熊膽帶來的鉅額收入讓家裡的經濟狀況一下子寬裕了許多,但曹山林並沒有因此懈怠。他深知坐吃山空的道理,更何況開春後用錢的地方更多。獵熊是可遇不可求的橫財,日常的嚼用,還得靠勤快的雙手從這白雪覆蓋的山林裡一點點刨出來。
大雪封山的日子,大型獵物活動減少,但也並非全無機會。曹山林調整了策略,不再執著於尋找大傢伙,而是轉向更實際、風險也更小的狩獵方式。
天剛矇矇亮,他就起身,檢查一下昨晚下在院子附近的套子。這種簡單的活套,用鐵絲做成,下在野兔、山雞經常活動的路徑上,成本低,不費事,每天都能有點零碎收穫。今天運氣不錯,套住了一隻肥碩的灰野兔和一隻傻乎乎的飛龍(花尾榛雞)。
他把獵物收拾乾淨,野兔留給家裡吃,飛龍則用草繩拴好,準備攢幾隻一起拿去賣,這東西燉湯極鮮,在縣城和林場都能賣上價。
吃完早飯,他對倪麗珍說:“我再去下幾個套子,順便看看能不能攆出只狍子來。”
倪麗珍如今對他日常的進山狩獵不再像最初那樣提心吊膽,只是習慣性地叮囑:“早點回來,看著點腳下。
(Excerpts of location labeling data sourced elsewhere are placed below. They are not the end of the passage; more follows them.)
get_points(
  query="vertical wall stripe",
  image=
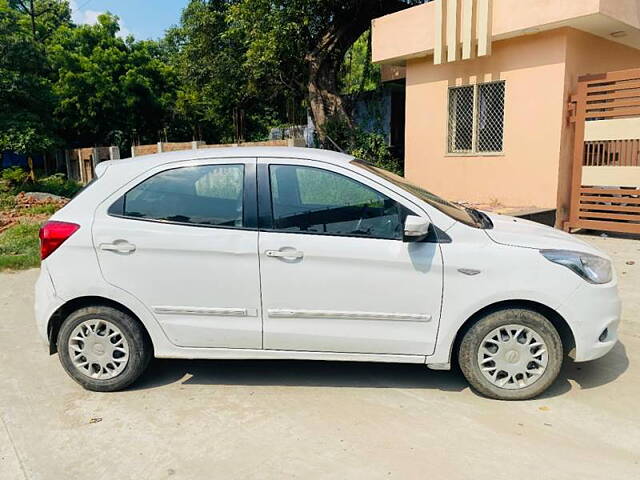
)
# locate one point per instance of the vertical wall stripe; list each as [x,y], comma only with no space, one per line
[484,26]
[468,29]
[440,42]
[453,29]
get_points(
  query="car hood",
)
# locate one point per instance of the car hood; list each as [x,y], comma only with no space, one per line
[524,233]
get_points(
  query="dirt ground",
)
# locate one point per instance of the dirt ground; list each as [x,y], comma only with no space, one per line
[274,420]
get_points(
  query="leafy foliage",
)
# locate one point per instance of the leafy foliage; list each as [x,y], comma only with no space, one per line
[14,180]
[26,101]
[230,70]
[19,247]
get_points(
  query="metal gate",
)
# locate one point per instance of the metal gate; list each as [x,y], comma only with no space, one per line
[605,183]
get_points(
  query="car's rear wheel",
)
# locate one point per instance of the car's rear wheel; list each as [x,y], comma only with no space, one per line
[513,354]
[103,349]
”
曹山林應了一聲,背上槍,帶上一捆細鐵絲和幾個現成的套索,又抓了把豆餅渣作為誘餌,出了門。
他沿著屯子附近的林緣行走,雪地上各種小動物的足跡清晰可見。他仔細觀察著野兔的跑道、山雞的刨食點,選擇合適的位置佈下套索,用雪巧妙偽裝,撒上一點豆餅渣。
下完套子,他繼續往林子深處走,尋找狍子的蹤跡。狍子冬天喜歡在向陽避風的山坡或溝塘子附近活動,啃食樹皮和露出雪地的乾草。他找到了一串新鮮的狍子蹄印,便順著腳印追蹤下去。
追蹤需要極大的耐心。他放輕腳步,逆風而行,目光銳利地掃視著前方任何可能的動靜。走了約莫半個時辰,終於在一片樺樹林裡發現了目標——兩隻正在低頭啃樹皮的狍子。
距離大約七十米。曹山林緩緩蹲下,藉助灌木叢隱藏身形,慢慢架起槍。狍子很警覺,時不時抬頭張望。他耐心等待著,直到其中一隻狍子側身對著他,暴露出要害部位。
“砰!”
槍聲響起,一隻狍子應聲倒地。另一隻受驚,蹦跳著逃遠了。
曹山林走過去,收穫獵物。這是一隻半大的狍子,肉很嫩。他熟練地將其扛在肩上,繼續往回走。路上,又順手起了兩個套子,其中一個套住了一隻野雞。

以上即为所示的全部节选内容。